Data Compression Considering Text Files
Authors: Sailunaz K., Alam Kotwal M., Nurul Huda M.
Source: International Journal of Computer Applications (0975 – 8887) Volume 90 – No 11, March 2014
Abstract
Lossless text data compression is an important field as it significantly reduces storage requirement and communication cost. In this work, the focus is directed mainly to different file compression coding techniques and comparisons between them. Some memory efficient encoding schemes are analyzed and implemented in this work. They are: Shannon Fano Coding, Huffman Coding, Repeated Huffman Coding and Run-Length coding. A new algorithm “Modified Run-Length Coding” is also proposed and compared with the other algorithms. These analyses show how these coding techniques work, how much compression is possible for these coding techniques, the amount of memory needed for each technique, comparison between these techniques to find out which technique is better in what conditions. It is observed from the experiments that the repeated Huffman Coding shows higher compression ratio. Besides, the proposed Modified run length coding shows a higher performance than the conventional one.

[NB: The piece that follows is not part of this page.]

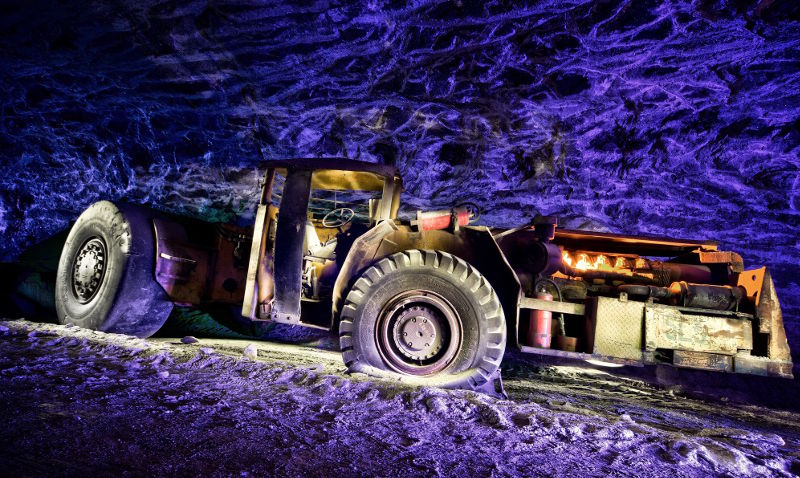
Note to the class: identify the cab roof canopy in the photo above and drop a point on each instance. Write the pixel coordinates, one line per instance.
(338, 174)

General Terms: Information Theory, Algorithms.
Keywords: Data compression, Lossless compression, Encoding, Compression Ratio, Code length, Standard deviation.
1. INTRODUCTION
In computer science and information theory, text compression is the process of encoding texts using fewer bits or symbols than an original representation, by using specific encoding techniques. Text data compression is useful because it helps to reduce the consumption of expensive resources, such as hard disk space or transmission bandwidth. But the problem is that the decompression must be needed for further utilization and this extra processing may be unfavorable to some applications. The objectives of this work are efficient representation and implementation of some text data compression algorithm, proposing a new compression method named “Modified Run-Length Coding”, computation of some important compression factors for each of these algorithms, comparison between different encoding techniques, and improvement of performance of different data compression techniques and selecting a suitable encoding technique for real life system.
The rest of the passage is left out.